We already wrote about how Ed Markey found out that law enforcement had made more than 1.3 million requests for subscriber info last year, and he’s now published the detailed responses, which is turning up some scary information. First off, the numbers are clearly low, because (at the very least) T-Mobile refused to provide any numbers, stating:
While T‐Mobile does not disclose the number of requests we receive from law enforcement annually, the number of requests has risen dramatically in the last decade…

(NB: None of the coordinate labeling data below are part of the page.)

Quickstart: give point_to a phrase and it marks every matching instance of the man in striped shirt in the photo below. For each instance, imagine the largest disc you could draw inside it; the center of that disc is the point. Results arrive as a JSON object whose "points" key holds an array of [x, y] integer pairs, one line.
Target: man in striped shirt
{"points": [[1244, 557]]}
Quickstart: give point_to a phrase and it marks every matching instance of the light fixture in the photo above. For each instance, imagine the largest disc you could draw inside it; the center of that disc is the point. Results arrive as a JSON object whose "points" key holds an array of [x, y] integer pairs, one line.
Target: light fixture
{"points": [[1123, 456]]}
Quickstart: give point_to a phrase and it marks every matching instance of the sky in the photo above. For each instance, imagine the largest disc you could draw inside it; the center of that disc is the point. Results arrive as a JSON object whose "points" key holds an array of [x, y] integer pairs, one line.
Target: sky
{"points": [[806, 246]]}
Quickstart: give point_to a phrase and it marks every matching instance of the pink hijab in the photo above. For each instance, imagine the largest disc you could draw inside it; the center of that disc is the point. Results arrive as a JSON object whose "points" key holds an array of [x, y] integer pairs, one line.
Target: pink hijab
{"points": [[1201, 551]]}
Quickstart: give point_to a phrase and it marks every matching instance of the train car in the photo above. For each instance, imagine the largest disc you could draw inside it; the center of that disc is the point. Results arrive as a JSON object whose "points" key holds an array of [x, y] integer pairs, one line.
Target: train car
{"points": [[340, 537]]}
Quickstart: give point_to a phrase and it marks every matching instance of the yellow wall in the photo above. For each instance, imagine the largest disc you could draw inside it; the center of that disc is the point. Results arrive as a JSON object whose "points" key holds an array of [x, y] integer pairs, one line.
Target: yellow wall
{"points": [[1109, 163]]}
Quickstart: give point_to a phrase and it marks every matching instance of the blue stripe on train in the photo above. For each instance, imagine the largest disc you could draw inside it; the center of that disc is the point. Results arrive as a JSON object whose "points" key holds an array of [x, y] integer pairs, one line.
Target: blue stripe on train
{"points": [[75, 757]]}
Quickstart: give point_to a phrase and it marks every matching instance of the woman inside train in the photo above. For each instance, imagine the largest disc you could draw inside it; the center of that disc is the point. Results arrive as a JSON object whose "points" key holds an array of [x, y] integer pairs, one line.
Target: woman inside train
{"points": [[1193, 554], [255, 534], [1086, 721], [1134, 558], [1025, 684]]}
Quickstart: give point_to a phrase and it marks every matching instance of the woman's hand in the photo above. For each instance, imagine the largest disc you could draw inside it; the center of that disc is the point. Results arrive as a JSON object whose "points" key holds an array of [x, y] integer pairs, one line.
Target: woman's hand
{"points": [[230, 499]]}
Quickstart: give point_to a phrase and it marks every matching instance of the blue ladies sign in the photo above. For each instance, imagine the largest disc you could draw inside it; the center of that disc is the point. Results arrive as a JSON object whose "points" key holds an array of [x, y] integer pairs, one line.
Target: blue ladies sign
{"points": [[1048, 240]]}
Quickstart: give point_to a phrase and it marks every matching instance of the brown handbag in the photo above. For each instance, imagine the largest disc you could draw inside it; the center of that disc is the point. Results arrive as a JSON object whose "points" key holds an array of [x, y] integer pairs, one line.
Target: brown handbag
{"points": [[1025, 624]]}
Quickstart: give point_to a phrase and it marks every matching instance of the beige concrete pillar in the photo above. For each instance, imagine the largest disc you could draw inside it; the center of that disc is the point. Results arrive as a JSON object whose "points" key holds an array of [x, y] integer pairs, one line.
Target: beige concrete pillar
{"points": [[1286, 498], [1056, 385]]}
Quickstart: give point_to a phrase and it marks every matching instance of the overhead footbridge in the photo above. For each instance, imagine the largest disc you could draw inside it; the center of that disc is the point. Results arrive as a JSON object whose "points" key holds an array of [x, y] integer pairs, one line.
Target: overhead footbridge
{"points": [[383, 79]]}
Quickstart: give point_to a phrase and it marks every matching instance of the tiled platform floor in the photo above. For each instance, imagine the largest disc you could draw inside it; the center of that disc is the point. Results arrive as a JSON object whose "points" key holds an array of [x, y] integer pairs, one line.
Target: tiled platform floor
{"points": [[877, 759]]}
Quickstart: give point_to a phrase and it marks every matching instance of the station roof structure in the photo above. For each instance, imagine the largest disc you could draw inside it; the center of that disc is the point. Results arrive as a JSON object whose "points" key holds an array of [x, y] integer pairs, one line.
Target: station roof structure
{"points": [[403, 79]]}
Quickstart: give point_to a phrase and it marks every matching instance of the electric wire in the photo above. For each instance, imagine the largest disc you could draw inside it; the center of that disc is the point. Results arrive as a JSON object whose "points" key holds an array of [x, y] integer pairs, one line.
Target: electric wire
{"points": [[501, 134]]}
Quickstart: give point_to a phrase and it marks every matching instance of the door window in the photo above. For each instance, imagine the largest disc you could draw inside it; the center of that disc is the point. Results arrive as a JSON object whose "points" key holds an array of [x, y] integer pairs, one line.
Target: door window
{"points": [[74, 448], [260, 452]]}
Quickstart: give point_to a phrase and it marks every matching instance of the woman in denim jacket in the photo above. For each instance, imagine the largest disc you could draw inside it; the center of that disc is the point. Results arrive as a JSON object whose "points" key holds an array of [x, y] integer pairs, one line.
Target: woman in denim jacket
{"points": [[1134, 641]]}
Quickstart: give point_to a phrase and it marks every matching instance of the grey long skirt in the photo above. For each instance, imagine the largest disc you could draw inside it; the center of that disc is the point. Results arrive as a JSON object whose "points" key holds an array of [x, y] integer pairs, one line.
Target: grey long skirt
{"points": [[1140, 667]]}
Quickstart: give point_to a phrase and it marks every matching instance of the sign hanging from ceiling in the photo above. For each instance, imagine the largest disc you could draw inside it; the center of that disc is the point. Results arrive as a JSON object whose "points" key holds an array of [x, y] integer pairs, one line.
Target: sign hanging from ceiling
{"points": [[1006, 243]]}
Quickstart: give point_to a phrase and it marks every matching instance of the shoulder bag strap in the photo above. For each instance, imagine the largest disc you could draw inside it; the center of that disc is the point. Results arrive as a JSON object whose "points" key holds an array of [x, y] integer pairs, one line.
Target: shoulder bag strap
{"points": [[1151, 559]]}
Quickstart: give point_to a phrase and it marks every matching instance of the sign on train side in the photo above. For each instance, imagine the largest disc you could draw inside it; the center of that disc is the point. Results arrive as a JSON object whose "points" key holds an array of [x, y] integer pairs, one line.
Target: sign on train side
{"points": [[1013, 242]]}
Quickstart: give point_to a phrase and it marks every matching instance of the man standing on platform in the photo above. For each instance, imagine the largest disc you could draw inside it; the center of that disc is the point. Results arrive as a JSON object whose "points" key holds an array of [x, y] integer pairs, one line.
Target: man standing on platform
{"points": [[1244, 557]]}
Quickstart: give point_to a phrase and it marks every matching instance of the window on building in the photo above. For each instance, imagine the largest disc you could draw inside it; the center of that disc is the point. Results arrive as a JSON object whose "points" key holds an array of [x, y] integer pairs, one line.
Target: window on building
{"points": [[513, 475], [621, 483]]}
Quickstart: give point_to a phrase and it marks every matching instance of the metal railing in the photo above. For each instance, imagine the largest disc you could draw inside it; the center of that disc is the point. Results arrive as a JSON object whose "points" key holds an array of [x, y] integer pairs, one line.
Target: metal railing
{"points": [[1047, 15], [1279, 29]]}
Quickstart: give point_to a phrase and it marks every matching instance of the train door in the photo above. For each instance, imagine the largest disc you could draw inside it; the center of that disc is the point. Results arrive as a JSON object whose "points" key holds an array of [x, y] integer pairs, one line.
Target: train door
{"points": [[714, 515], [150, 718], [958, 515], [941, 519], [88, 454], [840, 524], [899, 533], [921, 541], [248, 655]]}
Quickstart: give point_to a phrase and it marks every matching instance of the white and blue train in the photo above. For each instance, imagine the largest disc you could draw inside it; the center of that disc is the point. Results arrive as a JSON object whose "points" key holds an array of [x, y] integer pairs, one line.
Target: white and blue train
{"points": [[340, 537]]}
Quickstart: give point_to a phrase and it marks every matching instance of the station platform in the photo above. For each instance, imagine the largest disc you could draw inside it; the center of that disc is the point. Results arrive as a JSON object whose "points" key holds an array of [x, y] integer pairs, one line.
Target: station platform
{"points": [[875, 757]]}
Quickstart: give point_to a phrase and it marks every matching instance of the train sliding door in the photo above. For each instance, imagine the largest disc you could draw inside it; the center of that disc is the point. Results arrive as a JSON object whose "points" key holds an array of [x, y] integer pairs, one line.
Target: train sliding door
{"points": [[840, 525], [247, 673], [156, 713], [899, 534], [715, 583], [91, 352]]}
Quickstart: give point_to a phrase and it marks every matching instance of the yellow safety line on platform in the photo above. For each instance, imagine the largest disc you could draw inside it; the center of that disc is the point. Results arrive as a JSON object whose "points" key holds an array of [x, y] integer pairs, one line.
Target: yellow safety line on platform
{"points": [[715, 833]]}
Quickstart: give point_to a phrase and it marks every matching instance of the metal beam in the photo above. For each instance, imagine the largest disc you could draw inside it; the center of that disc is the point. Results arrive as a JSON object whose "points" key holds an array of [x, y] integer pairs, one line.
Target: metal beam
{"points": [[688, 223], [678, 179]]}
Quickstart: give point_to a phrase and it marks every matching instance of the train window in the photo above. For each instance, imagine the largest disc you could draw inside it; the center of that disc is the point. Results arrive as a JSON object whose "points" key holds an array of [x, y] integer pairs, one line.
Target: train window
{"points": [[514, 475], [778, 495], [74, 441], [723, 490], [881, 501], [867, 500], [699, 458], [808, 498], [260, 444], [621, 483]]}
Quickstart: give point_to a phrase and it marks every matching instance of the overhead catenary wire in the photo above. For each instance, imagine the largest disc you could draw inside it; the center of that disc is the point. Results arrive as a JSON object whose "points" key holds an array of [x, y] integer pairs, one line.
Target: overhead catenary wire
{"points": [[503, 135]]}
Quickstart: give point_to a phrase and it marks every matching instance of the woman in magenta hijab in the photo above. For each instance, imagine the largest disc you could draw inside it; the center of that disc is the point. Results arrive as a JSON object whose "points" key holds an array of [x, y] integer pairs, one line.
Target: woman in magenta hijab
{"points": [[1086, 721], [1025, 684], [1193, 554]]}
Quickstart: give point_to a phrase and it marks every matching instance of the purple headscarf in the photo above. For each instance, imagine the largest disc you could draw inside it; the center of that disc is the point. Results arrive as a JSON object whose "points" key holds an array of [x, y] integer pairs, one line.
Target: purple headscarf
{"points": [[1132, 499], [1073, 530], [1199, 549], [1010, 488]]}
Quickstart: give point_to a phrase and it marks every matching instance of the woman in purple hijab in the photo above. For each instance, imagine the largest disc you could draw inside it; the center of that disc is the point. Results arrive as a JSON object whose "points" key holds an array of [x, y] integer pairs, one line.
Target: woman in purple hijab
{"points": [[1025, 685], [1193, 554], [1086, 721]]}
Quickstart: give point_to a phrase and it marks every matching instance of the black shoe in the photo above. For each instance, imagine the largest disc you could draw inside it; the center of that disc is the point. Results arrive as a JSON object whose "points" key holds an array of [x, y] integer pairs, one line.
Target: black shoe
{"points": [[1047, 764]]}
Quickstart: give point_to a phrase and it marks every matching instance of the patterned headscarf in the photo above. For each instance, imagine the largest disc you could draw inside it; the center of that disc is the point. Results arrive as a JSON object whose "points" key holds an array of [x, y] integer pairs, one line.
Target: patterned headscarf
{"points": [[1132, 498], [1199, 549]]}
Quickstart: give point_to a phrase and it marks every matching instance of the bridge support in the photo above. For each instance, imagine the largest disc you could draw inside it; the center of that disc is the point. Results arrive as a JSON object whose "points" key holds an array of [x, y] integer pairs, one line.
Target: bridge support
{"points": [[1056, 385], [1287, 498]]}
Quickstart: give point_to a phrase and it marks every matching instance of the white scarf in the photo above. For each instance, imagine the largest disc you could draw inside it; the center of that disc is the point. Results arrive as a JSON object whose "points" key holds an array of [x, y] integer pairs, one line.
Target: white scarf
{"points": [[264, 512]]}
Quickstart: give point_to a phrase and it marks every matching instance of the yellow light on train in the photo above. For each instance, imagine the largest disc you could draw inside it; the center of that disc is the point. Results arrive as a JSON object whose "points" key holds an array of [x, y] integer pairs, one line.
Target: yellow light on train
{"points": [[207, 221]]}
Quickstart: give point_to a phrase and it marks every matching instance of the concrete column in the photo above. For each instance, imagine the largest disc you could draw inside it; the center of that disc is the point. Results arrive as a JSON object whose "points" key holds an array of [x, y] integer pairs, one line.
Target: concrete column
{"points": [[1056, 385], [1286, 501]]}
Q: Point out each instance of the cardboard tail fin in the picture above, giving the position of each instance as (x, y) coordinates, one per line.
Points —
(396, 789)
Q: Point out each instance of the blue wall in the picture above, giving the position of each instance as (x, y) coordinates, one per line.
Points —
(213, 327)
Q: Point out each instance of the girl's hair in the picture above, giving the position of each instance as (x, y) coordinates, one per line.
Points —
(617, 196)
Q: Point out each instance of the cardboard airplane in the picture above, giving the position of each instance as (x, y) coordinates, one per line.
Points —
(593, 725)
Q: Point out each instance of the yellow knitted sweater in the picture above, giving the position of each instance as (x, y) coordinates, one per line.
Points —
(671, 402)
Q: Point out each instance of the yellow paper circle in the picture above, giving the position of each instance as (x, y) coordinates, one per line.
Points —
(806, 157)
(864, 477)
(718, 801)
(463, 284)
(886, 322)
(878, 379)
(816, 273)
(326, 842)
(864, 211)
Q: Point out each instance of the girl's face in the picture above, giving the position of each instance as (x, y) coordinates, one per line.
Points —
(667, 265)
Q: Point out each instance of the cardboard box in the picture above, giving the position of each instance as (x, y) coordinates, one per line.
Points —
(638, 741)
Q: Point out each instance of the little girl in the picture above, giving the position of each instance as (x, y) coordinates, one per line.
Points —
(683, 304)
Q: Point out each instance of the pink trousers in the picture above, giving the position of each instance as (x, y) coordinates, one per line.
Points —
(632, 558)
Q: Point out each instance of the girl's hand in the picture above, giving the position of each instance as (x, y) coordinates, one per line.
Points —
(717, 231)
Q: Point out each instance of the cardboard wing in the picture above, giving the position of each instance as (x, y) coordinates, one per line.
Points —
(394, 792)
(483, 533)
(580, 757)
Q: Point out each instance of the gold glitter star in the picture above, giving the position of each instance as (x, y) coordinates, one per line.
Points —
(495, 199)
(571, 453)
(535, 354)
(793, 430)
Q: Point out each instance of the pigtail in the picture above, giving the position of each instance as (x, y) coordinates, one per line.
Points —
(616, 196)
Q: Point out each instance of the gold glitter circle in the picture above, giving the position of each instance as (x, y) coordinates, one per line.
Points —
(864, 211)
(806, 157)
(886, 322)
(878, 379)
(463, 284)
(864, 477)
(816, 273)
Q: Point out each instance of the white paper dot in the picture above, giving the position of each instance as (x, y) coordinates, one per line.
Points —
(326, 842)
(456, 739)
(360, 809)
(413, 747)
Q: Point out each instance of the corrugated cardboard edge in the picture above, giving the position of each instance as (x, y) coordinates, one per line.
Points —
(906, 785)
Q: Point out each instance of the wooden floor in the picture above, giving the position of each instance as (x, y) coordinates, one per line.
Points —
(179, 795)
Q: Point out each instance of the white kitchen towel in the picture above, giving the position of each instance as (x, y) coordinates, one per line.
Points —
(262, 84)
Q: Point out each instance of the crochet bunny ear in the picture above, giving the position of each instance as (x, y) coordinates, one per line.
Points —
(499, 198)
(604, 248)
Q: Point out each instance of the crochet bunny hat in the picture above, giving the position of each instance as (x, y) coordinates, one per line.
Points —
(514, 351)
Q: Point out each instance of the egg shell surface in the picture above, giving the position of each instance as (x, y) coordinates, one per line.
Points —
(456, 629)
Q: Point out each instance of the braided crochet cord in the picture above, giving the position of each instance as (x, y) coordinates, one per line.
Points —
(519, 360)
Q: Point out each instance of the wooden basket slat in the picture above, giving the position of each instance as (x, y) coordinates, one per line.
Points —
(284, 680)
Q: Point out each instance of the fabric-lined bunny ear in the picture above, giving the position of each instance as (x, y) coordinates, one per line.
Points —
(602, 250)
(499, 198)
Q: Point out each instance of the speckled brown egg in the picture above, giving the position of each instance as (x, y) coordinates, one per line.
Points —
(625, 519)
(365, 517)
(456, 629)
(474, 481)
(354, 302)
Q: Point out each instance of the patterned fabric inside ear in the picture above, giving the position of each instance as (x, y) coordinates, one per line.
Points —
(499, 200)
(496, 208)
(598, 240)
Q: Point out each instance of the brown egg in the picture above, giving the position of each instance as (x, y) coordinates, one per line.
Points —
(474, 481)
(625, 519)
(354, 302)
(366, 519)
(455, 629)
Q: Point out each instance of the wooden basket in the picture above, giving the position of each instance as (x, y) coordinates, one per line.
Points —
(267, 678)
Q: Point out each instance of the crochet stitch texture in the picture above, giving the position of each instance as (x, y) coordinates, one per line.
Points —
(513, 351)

Perhaps more troubling may be the tidbit that Julian Sanchez noticed in Sprint’s response(pdf), in which they admit to 52,029 court orders for wiretaps:
Over the past five years, Sprint has received approximately 52,029 court orders for wiretaps; 77,519 court orders for the installation of a pen register/trap and trace device; and 196,434 court orders for location information. [...] Over the same time frame Sprint received subpoenas from law enforcement agencies requesting basic subscriber information. Each subpoena typically requested subscriber information on multiple subscribers and last year alone we estimate that Sprint received approximately 500,000 subpoenas from law enforcement.
As Sanchez notes, this is problematic, because Sprint — which is just the third largest mobile operator — appears to be claiming more court orders for wiretaps than various officials reports to Congress of how many wiretaps had been sought in total. In other words, either Sprint’s definition of “wirtetaps” is different than everyone else’s, it’s number is wrong… or… someone’s been lying to Congress.
Certainly a report of 52,029 wiretaps over five years–and that just from the third largest carrier in the country–is remarkable in and of itself. But it’s also more than double the number of all wiretaps counted in annual reports required by federal law. The Administrative Office of the U.S. Courts keeps track of the number of wiretaps authorized each year for criminal investigations. The Justice Department files an annual report to Congress on individual warrants issued by the Foreign Intelligence Surveillance Court for intelligence investigations. (If you don’t feel like wading through, The Electronic Privacy Information Center has charts and graphs that should make it clear.) The total number of all wiretaps counted in the official reports over the five year period 2007–2011 comes to 24,270. I’ve made a table breaking it down year by year:
YEAR TITLE III (Criminal) Wiretap Orders FISA (Intelligence) Wiretap Orders 2011 2,732 1,745 2010 3,795 1,579 2009 3,043 1,320 2008 2,631 2,083 2007 2,927 2,370 TOTAL 15,173 9,097
The obvious question: How is one cell phone carrier—and not the largest by a longshot—reporting 27,759 more wiretap orders than the official numbers acknowledge for all carriers?